At the same time, creators should not confuse hosted availability with verified open release status. The benchmark case is credible, and the AI Video Maker workflow is now live. The open-source case still needs the last mile: public weights, public code, and public licensing assets that anyone can inspect and run.
That is the right mental model for HappyHorse today:
- available enough to test in AI Video Maker
- not yet open enough to treat as fully self-hostable
Frequently Asked Questions
What is HappyHorse 1.0?
HappyHorse 1.0 is a newly surfaced AI video model positioned for text-to-video and image-to-video generation. Public HappyHorse pages describe it as a 15B model with synchronized audio, high-resolution output, and multilingual lip-sync support, while public benchmarks already place it near the top of current leaderboards.
Is HappyHorse 1.0 available on AI Video Maker?
Yes. HappyHorse 1.0 is now available in AI Video Maker's generator for text-to-video and image-to-video workflows, with 720P and 1080P output options.
Is HappyHorse 1.0 open source today?
The public claim is yes, but the public verification is incomplete. HappyHorse pages say the model and inference stack are open, yet the linked Hugging Face organization still shows no public model files as of April 28, 2026.

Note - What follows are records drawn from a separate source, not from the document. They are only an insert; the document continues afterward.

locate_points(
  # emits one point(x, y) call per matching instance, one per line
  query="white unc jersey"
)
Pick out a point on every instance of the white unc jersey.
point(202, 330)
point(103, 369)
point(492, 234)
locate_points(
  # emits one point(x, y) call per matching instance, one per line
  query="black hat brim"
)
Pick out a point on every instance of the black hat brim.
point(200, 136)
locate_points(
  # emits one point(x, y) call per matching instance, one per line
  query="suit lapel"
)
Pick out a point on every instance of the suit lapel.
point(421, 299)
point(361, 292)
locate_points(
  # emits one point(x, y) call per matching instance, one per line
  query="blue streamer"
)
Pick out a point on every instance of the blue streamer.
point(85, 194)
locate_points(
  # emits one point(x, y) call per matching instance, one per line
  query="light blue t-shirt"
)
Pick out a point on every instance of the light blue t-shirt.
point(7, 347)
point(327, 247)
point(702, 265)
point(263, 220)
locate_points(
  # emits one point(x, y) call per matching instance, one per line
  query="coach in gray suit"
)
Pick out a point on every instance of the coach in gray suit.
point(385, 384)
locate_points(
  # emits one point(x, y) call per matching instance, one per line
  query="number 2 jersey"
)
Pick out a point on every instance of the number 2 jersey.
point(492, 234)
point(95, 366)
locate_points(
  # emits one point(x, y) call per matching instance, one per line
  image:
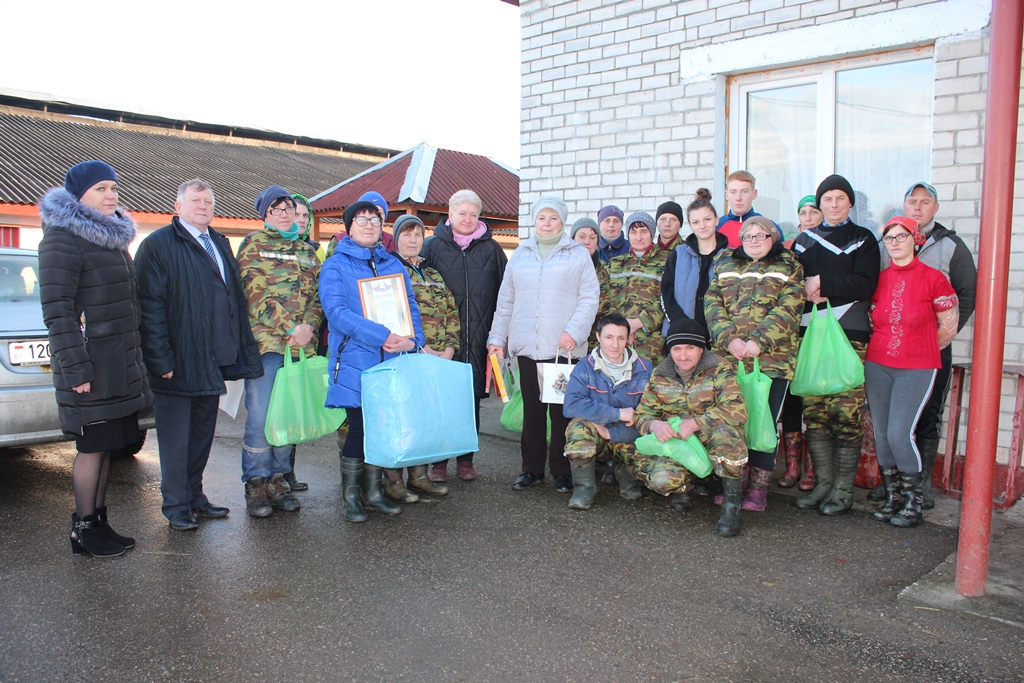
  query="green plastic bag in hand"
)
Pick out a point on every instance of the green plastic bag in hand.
point(297, 413)
point(512, 412)
point(761, 432)
point(826, 363)
point(689, 453)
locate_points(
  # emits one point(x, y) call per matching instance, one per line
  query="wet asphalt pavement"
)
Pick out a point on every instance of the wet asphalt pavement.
point(487, 584)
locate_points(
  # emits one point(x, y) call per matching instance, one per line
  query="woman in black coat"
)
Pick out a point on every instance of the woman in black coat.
point(90, 306)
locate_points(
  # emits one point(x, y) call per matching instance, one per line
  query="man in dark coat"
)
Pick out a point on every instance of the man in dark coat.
point(472, 264)
point(196, 335)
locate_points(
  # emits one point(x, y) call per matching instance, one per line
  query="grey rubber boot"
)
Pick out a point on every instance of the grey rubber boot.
point(351, 472)
point(841, 498)
point(629, 487)
point(822, 447)
point(929, 449)
point(373, 494)
point(584, 486)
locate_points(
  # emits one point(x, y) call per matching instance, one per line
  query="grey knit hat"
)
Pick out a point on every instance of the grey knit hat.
point(552, 203)
point(582, 223)
point(640, 217)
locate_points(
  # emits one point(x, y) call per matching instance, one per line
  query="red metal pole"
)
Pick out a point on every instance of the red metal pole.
point(993, 269)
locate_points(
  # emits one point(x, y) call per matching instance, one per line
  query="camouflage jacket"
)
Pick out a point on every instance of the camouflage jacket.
point(633, 288)
point(438, 312)
point(280, 281)
point(711, 396)
point(759, 301)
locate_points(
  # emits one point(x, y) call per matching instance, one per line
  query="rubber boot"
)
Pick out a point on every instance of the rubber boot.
point(419, 480)
point(909, 515)
point(373, 496)
point(929, 449)
point(88, 537)
point(394, 487)
point(584, 485)
point(794, 446)
point(807, 481)
point(731, 519)
point(822, 447)
point(845, 469)
point(351, 472)
point(894, 497)
point(629, 487)
point(125, 541)
point(757, 493)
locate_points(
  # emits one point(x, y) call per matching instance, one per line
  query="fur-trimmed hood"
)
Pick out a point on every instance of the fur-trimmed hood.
point(59, 209)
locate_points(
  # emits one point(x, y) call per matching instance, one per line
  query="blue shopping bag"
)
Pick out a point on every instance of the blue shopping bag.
point(418, 409)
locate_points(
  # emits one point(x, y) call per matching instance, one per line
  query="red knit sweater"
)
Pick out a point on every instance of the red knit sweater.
point(903, 314)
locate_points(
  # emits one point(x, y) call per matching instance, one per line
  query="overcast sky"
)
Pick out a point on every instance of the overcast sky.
point(386, 73)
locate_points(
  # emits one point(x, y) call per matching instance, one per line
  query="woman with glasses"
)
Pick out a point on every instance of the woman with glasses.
point(279, 274)
point(914, 312)
point(356, 343)
point(753, 307)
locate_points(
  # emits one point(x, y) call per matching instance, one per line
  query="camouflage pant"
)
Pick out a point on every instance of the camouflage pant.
point(838, 414)
point(584, 445)
point(664, 475)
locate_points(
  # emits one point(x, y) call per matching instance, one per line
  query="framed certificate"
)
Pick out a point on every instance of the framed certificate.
point(385, 300)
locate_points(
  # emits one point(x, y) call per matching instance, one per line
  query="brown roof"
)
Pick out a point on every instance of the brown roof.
point(428, 176)
point(36, 150)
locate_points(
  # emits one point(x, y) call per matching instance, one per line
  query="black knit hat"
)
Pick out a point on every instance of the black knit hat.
point(685, 331)
point(835, 181)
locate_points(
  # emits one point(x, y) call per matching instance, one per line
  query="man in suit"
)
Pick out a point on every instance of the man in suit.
point(196, 335)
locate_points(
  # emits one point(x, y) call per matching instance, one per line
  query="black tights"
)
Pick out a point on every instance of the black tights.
point(89, 475)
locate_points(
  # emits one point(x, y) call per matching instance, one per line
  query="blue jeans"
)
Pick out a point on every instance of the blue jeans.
point(259, 459)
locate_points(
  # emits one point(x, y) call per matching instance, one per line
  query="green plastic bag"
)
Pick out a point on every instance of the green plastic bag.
point(512, 412)
point(760, 430)
point(689, 453)
point(297, 413)
point(826, 363)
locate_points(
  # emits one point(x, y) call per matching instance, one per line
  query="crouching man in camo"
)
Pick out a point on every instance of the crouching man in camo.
point(699, 387)
point(600, 400)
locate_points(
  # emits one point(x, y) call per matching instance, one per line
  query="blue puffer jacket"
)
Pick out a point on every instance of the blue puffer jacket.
point(591, 395)
point(355, 343)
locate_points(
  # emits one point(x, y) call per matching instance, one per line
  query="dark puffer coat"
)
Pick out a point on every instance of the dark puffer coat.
point(474, 275)
point(90, 306)
point(177, 328)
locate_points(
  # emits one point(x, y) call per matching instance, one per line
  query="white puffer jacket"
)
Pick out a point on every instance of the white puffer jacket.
point(539, 300)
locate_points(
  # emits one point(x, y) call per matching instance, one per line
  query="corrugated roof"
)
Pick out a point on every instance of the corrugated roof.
point(36, 152)
point(429, 176)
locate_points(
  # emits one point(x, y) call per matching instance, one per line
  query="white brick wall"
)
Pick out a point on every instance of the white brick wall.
point(606, 117)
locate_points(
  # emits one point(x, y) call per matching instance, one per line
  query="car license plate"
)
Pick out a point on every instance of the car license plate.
point(29, 353)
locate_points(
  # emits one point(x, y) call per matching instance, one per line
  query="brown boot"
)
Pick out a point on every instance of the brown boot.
point(394, 487)
point(794, 450)
point(419, 480)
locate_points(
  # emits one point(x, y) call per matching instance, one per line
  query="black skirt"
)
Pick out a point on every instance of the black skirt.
point(109, 435)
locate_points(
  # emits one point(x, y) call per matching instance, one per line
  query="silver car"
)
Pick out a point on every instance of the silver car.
point(28, 403)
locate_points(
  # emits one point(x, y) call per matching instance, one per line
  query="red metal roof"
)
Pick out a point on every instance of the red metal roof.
point(440, 173)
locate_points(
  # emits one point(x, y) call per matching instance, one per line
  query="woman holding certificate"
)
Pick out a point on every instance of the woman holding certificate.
point(369, 322)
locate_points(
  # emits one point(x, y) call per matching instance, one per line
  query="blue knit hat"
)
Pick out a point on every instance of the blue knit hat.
point(82, 176)
point(269, 197)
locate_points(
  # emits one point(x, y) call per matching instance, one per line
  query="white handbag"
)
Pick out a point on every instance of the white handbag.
point(554, 379)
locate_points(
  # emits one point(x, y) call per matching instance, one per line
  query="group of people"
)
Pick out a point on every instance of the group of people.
point(654, 325)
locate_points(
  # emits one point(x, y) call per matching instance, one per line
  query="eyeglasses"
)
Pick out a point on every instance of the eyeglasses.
point(901, 238)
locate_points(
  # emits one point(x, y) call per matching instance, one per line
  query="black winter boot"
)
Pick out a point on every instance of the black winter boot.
point(894, 499)
point(373, 495)
point(731, 519)
point(909, 515)
point(125, 541)
point(822, 447)
point(88, 537)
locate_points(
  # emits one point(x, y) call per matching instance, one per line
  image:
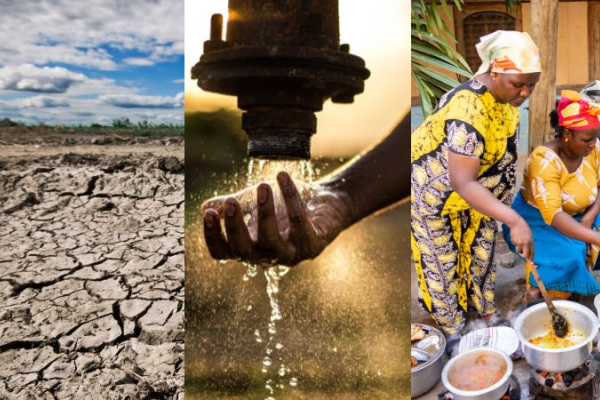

How does HappyHorse 1.0 compare with Seedance 2.0?
Right now, HappyHorse leads Seedance on some no-audio leaderboard categories, while Seedance is still slightly ahead on image-to-video with audio by one Elo point. That suggests the models are competitive, but they may still differ a lot in workflow control, reference handling, and deployment maturity.
Can I self-host HappyHorse 1.0 right now?
You should not assume that yet. Until the public weights, license text, and inference assets are clearly downloadable and testable, self-hosting remains a claim rather than a confirmed production option.
How many credits does HappyHorse 1.0 use on AI Video Maker?
HappyHorse 1.0 currently costs 25 credits/second at 720P and 50 credits/second at 1080P. For example, a 5s generation costs 125 credits at 720P or 250 credits at 1080P.